当前位置：网站首页>B+ tree | MySQL index usage principle

B+ tree | MySQL index usage principle

2022-06-29 13:20:00 【Full stack programmer webmaster】

‘’MYSQL I haven't known much , Written before sql Before preparing to submit the production environment , The old staff helped me check sql, Let me modify the storage engine , I was using Myisam, Change the back to InnoDB 了 . Why change it to this , I've never heard of a storage engine before , So I checked it online .

In fact, using different storage engines is also very different , The following ape friends can learn about .

One 、 Comparison of storage engines

notes ： As mentioned above B The tree index does not indicate that B-Tree and B+Tree Indexes , however B- Trees and B+ The definition of a tree is different .

stay MySQL in , There are four main types of indexes , Respectively ： B-Tree Indexes , Hash Indexes , Fulltext Index and R-Tree Indexes .

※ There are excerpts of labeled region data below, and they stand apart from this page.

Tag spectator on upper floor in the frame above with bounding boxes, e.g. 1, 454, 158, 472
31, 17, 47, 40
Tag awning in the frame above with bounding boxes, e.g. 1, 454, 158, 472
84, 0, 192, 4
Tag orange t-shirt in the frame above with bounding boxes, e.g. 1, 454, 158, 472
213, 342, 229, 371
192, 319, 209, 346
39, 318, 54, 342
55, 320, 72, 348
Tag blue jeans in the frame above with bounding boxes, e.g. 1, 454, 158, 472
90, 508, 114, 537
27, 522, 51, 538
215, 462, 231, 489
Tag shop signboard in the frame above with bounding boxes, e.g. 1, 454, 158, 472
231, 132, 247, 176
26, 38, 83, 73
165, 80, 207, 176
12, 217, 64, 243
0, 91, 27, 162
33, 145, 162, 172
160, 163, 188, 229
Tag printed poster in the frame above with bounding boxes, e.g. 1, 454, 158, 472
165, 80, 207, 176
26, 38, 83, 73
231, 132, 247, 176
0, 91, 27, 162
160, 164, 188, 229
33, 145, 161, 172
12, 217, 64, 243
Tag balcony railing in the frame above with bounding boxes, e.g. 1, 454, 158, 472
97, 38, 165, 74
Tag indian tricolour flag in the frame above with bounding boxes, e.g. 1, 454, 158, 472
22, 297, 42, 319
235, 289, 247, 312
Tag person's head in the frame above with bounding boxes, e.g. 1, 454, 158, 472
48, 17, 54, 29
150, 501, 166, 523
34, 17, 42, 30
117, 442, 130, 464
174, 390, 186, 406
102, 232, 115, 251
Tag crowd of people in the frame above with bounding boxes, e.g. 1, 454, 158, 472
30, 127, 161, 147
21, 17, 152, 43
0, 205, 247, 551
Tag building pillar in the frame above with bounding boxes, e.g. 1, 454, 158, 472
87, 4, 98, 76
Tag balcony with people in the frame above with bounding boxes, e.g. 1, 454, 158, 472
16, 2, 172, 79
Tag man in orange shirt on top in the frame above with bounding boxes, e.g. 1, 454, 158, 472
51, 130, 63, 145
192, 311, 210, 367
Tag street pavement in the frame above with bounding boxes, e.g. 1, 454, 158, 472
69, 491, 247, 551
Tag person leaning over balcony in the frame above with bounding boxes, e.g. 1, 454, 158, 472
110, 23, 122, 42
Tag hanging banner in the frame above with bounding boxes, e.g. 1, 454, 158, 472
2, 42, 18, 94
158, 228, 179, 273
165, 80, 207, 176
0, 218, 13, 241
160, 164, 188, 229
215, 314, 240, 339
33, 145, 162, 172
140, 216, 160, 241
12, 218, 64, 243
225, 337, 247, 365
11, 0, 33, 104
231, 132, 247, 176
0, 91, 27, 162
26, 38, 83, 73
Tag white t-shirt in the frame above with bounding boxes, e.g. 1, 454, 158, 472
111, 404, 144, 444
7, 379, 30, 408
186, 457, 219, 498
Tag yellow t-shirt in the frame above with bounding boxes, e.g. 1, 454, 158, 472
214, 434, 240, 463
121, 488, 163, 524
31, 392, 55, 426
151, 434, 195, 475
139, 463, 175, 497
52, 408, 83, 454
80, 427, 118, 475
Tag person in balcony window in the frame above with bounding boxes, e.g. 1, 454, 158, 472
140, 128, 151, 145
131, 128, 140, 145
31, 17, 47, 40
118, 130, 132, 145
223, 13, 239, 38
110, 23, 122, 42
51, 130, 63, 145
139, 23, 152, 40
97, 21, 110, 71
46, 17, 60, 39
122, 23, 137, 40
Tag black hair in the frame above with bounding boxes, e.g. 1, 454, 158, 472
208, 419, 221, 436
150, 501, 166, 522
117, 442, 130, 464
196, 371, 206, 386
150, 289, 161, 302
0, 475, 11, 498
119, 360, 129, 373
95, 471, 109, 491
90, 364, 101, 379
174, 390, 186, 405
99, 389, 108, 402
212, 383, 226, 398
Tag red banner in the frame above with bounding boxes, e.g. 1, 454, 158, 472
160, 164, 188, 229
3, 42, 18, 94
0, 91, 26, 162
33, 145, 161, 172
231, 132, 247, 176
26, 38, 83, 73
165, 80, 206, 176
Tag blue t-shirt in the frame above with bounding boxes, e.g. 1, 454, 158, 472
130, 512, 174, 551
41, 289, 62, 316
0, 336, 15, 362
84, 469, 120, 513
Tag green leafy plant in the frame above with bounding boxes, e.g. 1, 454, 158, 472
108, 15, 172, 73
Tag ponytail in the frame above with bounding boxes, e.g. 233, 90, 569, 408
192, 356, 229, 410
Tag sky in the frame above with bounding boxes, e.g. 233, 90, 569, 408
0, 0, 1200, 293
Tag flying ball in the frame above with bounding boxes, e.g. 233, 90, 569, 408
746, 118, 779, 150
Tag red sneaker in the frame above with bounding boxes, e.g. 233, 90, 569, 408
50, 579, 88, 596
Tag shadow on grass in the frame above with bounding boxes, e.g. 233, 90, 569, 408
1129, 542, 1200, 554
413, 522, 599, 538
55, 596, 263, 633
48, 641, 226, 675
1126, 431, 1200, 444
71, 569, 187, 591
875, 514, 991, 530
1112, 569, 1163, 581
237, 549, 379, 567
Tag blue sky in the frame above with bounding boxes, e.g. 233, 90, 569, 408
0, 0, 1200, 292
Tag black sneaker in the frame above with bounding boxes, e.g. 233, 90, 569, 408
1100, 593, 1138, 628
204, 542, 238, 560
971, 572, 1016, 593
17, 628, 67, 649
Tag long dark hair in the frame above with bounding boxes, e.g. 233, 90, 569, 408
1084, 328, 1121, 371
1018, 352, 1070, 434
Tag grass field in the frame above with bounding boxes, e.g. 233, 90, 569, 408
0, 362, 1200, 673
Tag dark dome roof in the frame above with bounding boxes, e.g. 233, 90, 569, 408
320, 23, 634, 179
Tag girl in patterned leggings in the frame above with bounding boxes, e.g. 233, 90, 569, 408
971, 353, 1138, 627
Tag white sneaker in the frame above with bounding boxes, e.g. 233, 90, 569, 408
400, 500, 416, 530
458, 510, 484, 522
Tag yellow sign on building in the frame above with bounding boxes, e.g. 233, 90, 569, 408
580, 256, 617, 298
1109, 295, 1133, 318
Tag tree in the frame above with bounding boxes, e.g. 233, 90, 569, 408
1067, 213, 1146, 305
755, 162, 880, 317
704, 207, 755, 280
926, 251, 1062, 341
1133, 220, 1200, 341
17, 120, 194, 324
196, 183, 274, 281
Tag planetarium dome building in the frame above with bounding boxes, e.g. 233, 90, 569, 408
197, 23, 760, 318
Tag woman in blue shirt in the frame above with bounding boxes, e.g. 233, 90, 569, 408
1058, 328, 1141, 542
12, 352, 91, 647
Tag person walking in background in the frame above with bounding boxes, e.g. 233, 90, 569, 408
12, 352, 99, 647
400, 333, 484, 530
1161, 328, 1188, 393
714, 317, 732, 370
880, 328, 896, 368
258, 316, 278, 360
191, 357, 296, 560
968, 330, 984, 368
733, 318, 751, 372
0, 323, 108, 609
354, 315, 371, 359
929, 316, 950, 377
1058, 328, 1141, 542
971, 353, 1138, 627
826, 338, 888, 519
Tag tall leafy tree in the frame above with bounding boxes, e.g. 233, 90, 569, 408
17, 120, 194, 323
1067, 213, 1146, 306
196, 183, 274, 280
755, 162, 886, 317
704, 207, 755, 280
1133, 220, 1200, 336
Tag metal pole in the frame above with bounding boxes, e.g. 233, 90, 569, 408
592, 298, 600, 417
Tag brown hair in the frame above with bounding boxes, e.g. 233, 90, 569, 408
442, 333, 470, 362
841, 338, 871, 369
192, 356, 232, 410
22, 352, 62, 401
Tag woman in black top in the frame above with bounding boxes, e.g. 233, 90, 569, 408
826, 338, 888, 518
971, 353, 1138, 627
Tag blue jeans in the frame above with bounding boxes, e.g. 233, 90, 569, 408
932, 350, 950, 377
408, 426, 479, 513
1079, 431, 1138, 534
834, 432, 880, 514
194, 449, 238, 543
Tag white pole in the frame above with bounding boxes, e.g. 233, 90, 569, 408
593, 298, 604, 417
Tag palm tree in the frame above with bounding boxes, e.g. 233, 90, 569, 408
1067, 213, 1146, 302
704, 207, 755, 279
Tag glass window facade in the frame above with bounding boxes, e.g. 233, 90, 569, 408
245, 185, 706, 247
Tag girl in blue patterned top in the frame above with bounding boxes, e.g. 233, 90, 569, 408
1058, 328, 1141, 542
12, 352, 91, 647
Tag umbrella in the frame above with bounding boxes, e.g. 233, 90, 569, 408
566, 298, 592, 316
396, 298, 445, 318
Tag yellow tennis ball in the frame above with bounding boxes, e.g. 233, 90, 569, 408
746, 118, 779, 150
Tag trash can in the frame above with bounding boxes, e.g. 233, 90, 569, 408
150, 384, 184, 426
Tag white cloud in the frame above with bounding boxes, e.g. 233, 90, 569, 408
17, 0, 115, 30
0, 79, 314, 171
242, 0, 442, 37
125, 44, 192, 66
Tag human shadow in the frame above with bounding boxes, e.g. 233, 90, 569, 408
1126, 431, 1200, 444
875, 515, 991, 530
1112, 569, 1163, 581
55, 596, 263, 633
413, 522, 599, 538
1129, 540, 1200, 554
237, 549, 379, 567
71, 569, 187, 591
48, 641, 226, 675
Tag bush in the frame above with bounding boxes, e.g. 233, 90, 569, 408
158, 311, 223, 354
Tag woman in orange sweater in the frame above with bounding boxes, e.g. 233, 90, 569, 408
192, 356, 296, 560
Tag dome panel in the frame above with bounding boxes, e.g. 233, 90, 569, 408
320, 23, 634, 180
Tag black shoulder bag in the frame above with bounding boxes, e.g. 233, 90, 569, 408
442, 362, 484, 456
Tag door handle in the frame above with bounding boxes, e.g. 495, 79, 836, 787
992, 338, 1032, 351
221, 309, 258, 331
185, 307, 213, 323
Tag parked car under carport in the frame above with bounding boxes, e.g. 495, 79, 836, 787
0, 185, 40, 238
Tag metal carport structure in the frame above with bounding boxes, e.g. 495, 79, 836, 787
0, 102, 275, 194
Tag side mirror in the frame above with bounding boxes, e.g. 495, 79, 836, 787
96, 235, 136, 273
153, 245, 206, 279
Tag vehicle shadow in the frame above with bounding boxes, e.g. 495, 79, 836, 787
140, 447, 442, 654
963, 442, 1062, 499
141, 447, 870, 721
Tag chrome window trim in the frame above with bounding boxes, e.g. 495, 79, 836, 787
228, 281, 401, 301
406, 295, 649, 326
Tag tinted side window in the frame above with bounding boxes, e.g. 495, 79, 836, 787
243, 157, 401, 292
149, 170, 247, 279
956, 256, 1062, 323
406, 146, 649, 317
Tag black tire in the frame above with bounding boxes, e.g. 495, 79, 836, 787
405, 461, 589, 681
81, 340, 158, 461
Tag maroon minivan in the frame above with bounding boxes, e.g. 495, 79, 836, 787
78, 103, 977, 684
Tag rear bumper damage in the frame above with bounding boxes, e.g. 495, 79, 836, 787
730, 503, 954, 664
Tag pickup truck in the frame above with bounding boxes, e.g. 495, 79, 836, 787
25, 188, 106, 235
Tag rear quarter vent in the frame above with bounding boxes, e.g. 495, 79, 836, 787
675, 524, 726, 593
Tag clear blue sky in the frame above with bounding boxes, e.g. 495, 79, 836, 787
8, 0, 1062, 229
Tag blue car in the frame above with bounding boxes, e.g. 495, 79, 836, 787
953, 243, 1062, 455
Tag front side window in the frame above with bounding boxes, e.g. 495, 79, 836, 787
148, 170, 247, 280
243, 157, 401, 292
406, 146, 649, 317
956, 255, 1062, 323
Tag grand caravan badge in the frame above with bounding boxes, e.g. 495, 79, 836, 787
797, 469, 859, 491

B-Tree The index is MySQL The most frequently used index type in a database , except Archive All storage engines other than storage engines support B-Tree Indexes .Archive Engine until MySQL 5.1 Index is supported , And only a single index is supported AUTO_INCREMENT Column .

It's not just MySQL That's true in China , In fact, in many other DBMS B-Tree Index is also the most important index type , This is mainly because B-Tree The storage structure of index has excellent performance in data retrieval of database .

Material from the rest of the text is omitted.